Kerosena at 11:51PM on 07/11/08
I thought I had lost my bread mojo, and for me this was a crushing defeat. Several loaves of bread in a row were just not right. I thought the bread fairies had left me or that I had somehow lost my bread instinct. The bread looked okay, but the flavor just wasn't what is was supposed to be.
Then I realized that I had somehow refilled my countertop salt container with sugar. An extra teaspoon of sugar in a loaf of bread isn't a big deal, but that lack of salt was.
On the other hand, I have experienced whole days where I just should have stayed out of the kitchen. These tend to be the days when my mind was elsewhere, or when I couldn't spend the time to really enjoy the process. Or when I had something that needed to be cooked because I bought it or thawed it or whatever, but I really wasn't in the mood for it. That's when things get burned, oversalted, or weirdly spiced.
I have learned. If I'm having one of those days, it's better to just pull out a container of spag sauce that I've probably got frozen, or grab some other item that I made on a better day, and go with that instead of murdering some innocent meal.
dbcurrie at 12:43AM on 07/12/08
I discovered that many of the old recipes that gave me comfort as a child are no longer possible with the products available to us today. My grandmother's "egg custard" (creme anglais to us today) just doesnt taste the same. I think it likely that her ingredients were different ( I know her whole milk was "more whole" than mine.) The eggs came from under her chickens. The sugar was different. Has anyone else noticed this as a reason things taste different now?
ocarol at 11:34AM on 07/12/08
Don't you think it's a combination of changing tastes and tastes changing?
Many products have been altered and don't taste or work in a recipe as they once did.
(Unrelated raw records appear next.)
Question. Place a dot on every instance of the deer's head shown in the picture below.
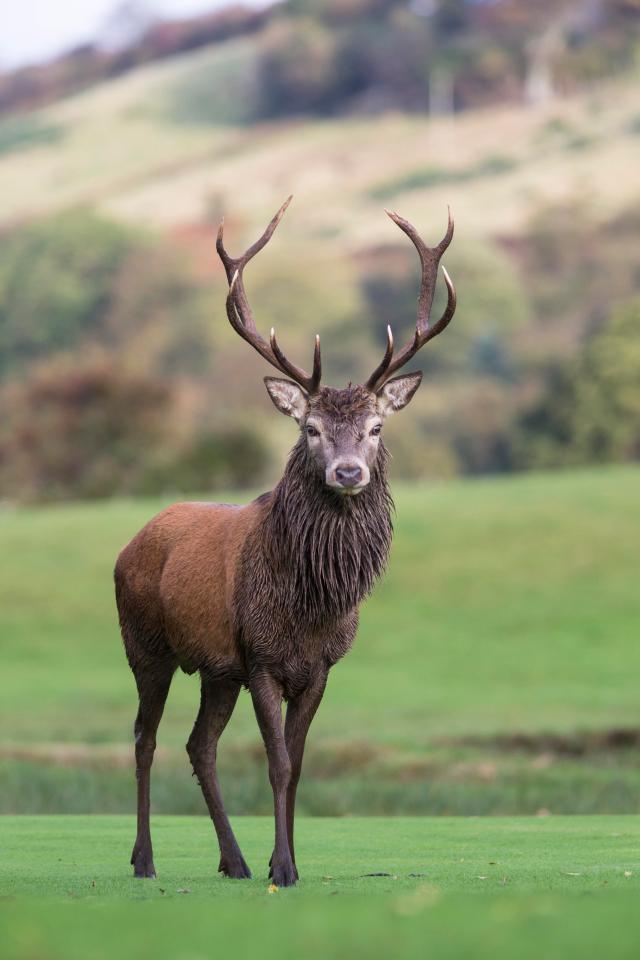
(341, 428)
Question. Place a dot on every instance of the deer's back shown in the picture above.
(176, 579)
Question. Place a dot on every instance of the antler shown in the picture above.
(430, 260)
(241, 317)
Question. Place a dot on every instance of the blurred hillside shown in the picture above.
(118, 371)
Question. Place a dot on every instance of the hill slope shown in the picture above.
(147, 147)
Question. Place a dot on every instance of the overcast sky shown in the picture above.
(33, 30)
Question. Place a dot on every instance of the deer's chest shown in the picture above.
(293, 649)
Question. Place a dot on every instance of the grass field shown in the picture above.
(510, 606)
(552, 888)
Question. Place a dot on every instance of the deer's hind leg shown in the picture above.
(153, 681)
(217, 700)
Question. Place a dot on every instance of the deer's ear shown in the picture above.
(397, 393)
(287, 396)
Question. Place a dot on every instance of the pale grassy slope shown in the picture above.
(126, 151)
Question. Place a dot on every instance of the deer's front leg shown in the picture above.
(266, 694)
(300, 713)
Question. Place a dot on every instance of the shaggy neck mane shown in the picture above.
(326, 550)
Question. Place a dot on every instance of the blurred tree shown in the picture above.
(55, 283)
(80, 428)
(295, 70)
(589, 411)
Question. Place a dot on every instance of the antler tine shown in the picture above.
(310, 383)
(430, 261)
(241, 317)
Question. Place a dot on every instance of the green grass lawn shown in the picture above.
(550, 887)
(509, 605)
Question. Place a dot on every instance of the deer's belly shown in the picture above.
(296, 656)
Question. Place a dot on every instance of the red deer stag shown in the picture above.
(266, 595)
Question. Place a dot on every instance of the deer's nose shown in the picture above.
(348, 476)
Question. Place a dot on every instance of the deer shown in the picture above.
(265, 596)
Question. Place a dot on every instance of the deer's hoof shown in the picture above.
(235, 868)
(283, 874)
(142, 862)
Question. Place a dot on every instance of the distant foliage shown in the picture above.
(120, 374)
(589, 411)
(336, 56)
(72, 431)
(56, 278)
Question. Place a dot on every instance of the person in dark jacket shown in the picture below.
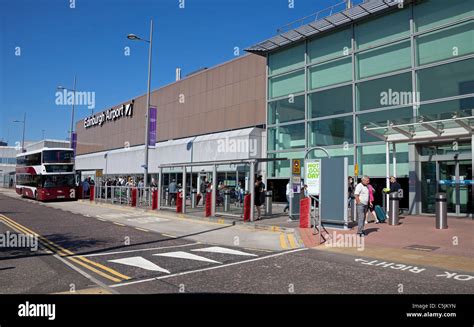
(394, 185)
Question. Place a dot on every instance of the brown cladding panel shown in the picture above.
(229, 96)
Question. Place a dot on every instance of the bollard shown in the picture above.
(247, 207)
(154, 199)
(208, 205)
(226, 201)
(179, 202)
(167, 198)
(441, 211)
(394, 208)
(91, 192)
(268, 203)
(193, 198)
(134, 197)
(305, 209)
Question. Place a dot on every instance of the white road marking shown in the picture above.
(218, 249)
(138, 250)
(185, 255)
(140, 262)
(210, 268)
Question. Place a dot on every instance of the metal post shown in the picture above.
(226, 201)
(441, 211)
(184, 190)
(268, 203)
(72, 112)
(147, 109)
(160, 187)
(252, 189)
(393, 217)
(193, 198)
(23, 138)
(394, 159)
(214, 187)
(387, 172)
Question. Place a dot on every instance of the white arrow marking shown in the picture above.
(218, 249)
(140, 262)
(185, 255)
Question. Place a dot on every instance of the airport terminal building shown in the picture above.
(379, 82)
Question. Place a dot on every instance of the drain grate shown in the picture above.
(422, 248)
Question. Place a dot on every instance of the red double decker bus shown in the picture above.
(46, 174)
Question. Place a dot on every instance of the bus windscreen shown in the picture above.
(57, 156)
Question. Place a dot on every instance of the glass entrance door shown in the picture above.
(466, 197)
(447, 183)
(453, 177)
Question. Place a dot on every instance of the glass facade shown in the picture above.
(374, 72)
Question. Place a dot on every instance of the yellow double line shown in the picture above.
(111, 274)
(293, 244)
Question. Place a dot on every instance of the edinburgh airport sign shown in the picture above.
(110, 115)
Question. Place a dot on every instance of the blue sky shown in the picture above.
(58, 42)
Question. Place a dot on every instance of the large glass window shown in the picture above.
(286, 110)
(383, 60)
(446, 109)
(432, 13)
(286, 137)
(383, 29)
(445, 44)
(330, 102)
(330, 46)
(380, 119)
(446, 80)
(372, 160)
(333, 131)
(281, 168)
(334, 72)
(286, 84)
(385, 92)
(287, 59)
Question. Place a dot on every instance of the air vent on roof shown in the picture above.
(196, 71)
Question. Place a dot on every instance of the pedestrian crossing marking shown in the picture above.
(185, 255)
(218, 249)
(140, 262)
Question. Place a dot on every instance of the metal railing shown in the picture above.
(321, 14)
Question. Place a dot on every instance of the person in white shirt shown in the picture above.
(362, 201)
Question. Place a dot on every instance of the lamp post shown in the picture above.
(73, 103)
(23, 138)
(134, 37)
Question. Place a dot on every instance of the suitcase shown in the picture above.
(381, 216)
(371, 216)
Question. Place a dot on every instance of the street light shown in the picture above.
(134, 37)
(23, 139)
(72, 113)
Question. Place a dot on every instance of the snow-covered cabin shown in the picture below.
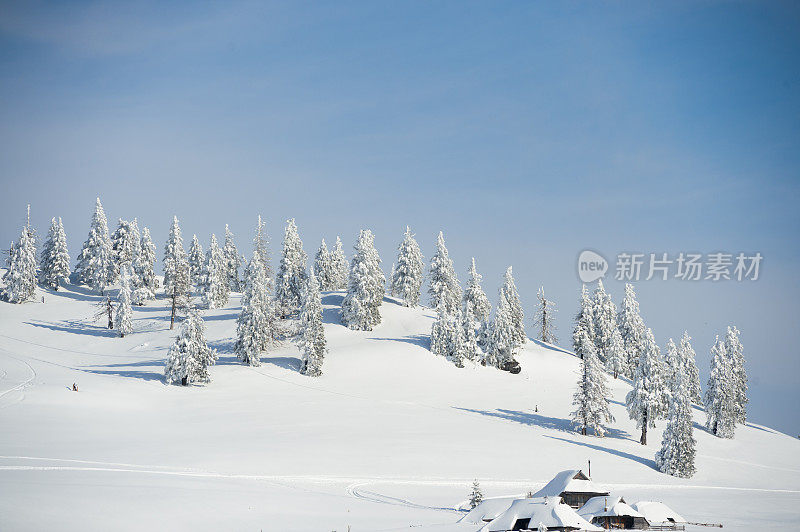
(528, 514)
(612, 512)
(658, 513)
(573, 487)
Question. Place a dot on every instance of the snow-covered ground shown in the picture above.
(389, 437)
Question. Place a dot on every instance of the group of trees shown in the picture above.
(664, 387)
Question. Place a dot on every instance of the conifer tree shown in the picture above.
(254, 326)
(544, 318)
(721, 408)
(340, 268)
(615, 363)
(144, 270)
(584, 323)
(176, 266)
(689, 364)
(646, 402)
(444, 288)
(591, 398)
(676, 456)
(312, 332)
(604, 314)
(215, 288)
(360, 308)
(189, 358)
(55, 258)
(476, 496)
(196, 263)
(407, 276)
(291, 272)
(323, 268)
(632, 328)
(124, 314)
(232, 261)
(20, 279)
(95, 265)
(733, 346)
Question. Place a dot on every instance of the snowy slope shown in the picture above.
(389, 436)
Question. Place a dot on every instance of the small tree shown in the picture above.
(291, 272)
(361, 305)
(232, 261)
(20, 279)
(55, 258)
(735, 350)
(189, 358)
(476, 496)
(312, 332)
(124, 315)
(647, 400)
(339, 266)
(407, 276)
(676, 456)
(444, 288)
(721, 408)
(95, 265)
(545, 318)
(591, 398)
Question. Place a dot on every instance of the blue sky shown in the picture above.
(526, 131)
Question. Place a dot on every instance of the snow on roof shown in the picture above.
(549, 511)
(657, 512)
(488, 509)
(572, 480)
(606, 506)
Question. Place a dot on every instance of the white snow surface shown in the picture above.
(390, 436)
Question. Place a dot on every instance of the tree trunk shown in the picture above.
(643, 440)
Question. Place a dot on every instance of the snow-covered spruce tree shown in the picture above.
(365, 288)
(196, 263)
(291, 273)
(591, 397)
(312, 332)
(230, 255)
(408, 275)
(143, 270)
(720, 400)
(509, 292)
(646, 402)
(544, 318)
(123, 315)
(323, 267)
(54, 264)
(584, 322)
(340, 268)
(690, 368)
(215, 288)
(189, 358)
(444, 288)
(735, 350)
(615, 361)
(176, 264)
(254, 326)
(501, 345)
(631, 327)
(676, 456)
(447, 336)
(124, 245)
(95, 265)
(604, 314)
(20, 279)
(476, 496)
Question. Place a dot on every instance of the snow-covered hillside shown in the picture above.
(390, 436)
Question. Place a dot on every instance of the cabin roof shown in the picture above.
(571, 481)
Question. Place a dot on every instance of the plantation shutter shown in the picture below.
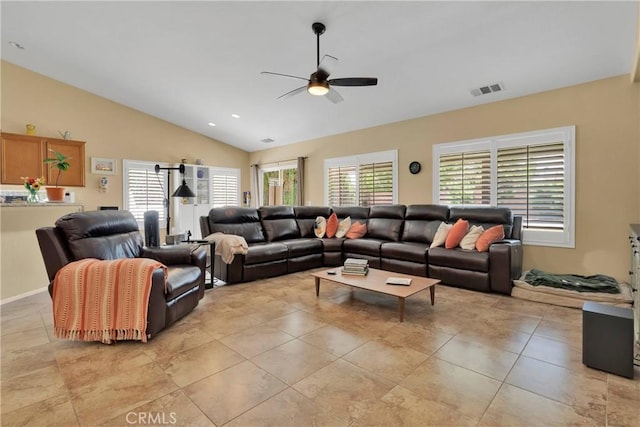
(145, 190)
(226, 188)
(342, 186)
(531, 182)
(465, 178)
(376, 184)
As we "mature" (haha - ok, some of us don't, we just get older), our palates become more sophisticated or just plain change. I know I crave more salt and now love green olives, which I once detested. I had a signature dessert that was a 3 tiered cake with blueberries and cream cheese whipped cream filling. I used to love it and so did my friends and family. Now, I don't even remember the recipe. It became way too sweet.
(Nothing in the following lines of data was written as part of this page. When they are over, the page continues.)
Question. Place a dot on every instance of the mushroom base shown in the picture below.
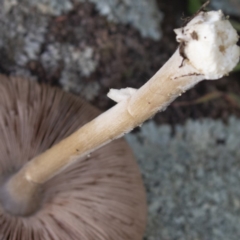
(20, 197)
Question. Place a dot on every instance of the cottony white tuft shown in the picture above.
(122, 94)
(208, 42)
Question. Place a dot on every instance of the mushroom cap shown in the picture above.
(101, 196)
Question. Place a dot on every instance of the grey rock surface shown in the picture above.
(23, 30)
(228, 6)
(142, 14)
(192, 177)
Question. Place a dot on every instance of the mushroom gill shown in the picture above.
(101, 196)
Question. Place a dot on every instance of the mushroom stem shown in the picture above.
(182, 71)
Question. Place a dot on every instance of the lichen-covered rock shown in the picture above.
(192, 179)
(141, 14)
(229, 6)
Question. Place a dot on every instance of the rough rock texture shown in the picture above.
(141, 14)
(192, 176)
(229, 6)
(33, 42)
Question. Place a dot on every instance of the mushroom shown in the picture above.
(100, 196)
(27, 180)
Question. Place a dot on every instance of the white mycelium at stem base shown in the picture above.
(209, 44)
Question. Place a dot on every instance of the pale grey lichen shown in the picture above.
(52, 7)
(22, 32)
(144, 15)
(229, 6)
(192, 177)
(77, 64)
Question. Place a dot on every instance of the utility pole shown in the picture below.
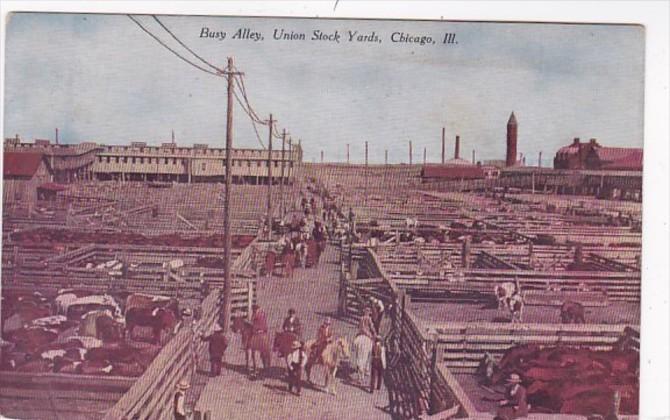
(269, 216)
(366, 154)
(283, 165)
(227, 285)
(443, 143)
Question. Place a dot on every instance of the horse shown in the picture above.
(282, 343)
(330, 359)
(362, 350)
(572, 313)
(252, 343)
(516, 305)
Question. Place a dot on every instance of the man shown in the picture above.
(292, 324)
(217, 347)
(179, 402)
(296, 361)
(514, 405)
(377, 312)
(324, 336)
(366, 326)
(378, 364)
(259, 320)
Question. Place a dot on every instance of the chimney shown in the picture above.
(511, 141)
(457, 147)
(443, 143)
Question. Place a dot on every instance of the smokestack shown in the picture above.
(443, 144)
(457, 147)
(511, 141)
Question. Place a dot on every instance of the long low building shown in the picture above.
(200, 163)
(168, 162)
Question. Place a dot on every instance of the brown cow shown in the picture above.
(572, 313)
(158, 319)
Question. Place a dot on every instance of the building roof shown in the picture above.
(620, 158)
(22, 164)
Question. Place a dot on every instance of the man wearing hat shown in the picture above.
(292, 324)
(258, 320)
(378, 364)
(514, 405)
(296, 361)
(218, 343)
(365, 324)
(179, 401)
(324, 336)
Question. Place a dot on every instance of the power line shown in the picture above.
(171, 50)
(207, 63)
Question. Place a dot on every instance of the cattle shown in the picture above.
(138, 300)
(572, 313)
(516, 305)
(80, 306)
(31, 338)
(504, 292)
(159, 319)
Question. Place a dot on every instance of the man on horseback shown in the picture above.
(296, 362)
(292, 324)
(324, 336)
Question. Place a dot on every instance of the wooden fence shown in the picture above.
(417, 384)
(461, 346)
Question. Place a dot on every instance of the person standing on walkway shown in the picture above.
(217, 347)
(296, 362)
(179, 401)
(514, 405)
(292, 324)
(365, 324)
(378, 364)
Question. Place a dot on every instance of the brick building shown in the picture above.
(593, 156)
(23, 173)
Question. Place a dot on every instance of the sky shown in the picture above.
(101, 78)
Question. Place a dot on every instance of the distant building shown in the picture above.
(23, 174)
(69, 162)
(593, 156)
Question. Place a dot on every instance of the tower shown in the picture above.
(511, 141)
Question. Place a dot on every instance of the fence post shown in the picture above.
(432, 402)
(250, 298)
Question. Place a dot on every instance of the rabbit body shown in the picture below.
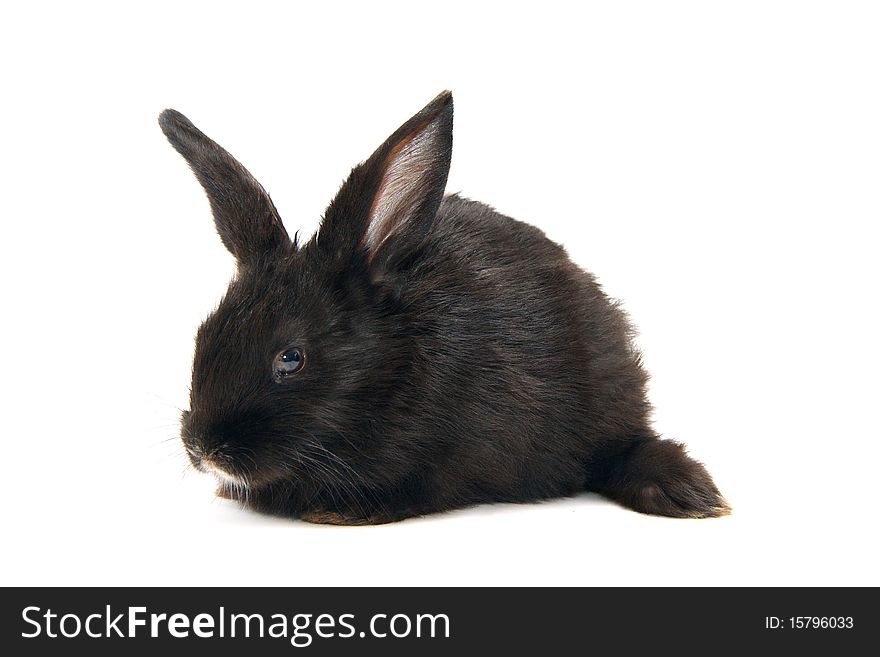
(429, 353)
PerkyMac at 5:35PM on 07/12/08
Have I ever lost my signature mojo? Nope. But then there are a few reasons why.
1) "An amateur cook does a dish over and over until they get it right. A professional chef does a dish over and over until he can't get it wrong". Mario Batali. If you have a written or memorized recipe and your technique down then you will not mess up a dish unless you aren't paying attention. I seems that many or most of us here cook a lot and have at least our basic techniques down. So do you have your recipe truly memorized or written down? That's my first thought. When I work from a written recipe I've done correctly I've never botched it after learning it.
2) You are improvising. This is me all over. I rarely work from a page and don't memorize recipes. 95% of my food is made up on the spot and sometimes they are better than others. Even the ones that I make often are changed around with my whim and mood. Still if i wanted them to be consistent I'd write the stuff down. But unless the dish in question is a total experiment, it will still be tasty regardless of my intended outcome.
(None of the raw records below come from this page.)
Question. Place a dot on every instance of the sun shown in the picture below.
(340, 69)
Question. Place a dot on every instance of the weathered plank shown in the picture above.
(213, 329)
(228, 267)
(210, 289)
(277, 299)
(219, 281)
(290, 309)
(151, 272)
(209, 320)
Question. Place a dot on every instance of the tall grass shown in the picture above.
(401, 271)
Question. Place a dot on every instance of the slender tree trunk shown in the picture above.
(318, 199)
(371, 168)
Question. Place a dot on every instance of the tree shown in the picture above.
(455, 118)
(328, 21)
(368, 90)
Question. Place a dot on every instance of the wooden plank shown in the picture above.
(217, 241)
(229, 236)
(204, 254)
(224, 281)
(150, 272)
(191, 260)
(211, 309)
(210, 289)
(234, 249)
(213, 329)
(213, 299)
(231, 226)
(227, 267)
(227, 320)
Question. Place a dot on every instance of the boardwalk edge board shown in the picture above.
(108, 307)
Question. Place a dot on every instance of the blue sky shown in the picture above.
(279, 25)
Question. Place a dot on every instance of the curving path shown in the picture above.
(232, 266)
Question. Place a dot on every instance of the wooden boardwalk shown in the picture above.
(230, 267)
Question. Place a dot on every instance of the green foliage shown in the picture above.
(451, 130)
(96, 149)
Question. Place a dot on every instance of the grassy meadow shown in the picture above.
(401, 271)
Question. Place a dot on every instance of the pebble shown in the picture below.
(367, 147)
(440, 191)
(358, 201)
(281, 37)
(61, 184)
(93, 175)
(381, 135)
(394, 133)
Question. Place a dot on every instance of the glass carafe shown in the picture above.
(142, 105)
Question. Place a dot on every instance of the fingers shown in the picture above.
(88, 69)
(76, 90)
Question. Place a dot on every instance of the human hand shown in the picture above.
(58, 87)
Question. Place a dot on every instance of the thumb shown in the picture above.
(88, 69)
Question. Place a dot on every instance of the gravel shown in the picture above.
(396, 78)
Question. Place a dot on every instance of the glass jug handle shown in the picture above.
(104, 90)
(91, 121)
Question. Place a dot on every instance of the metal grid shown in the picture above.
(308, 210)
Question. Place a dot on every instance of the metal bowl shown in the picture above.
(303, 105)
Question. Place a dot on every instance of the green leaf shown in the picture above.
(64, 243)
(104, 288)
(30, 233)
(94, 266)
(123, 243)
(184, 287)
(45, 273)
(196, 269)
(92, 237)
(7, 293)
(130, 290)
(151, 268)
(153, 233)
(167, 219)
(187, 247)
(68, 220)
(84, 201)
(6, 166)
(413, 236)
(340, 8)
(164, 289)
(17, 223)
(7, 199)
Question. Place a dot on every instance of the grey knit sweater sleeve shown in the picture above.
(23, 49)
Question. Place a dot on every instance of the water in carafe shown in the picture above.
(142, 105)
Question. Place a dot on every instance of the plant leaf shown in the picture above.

So if you have lost your mojo I'd go back to the basics on your dish and practice it.
Bunnyman at 11:47PM on 07/12/08
After a baking disaster where my cake wouldn't bake, frosting looked like lava and the finished product looked like a deconstructed mess, my neighbor gave me this sage (?) piece of advice: Never bake during your time of the month. It just won't come out right LOL! Now the ladies have an excuse. Who/what can the guys blame?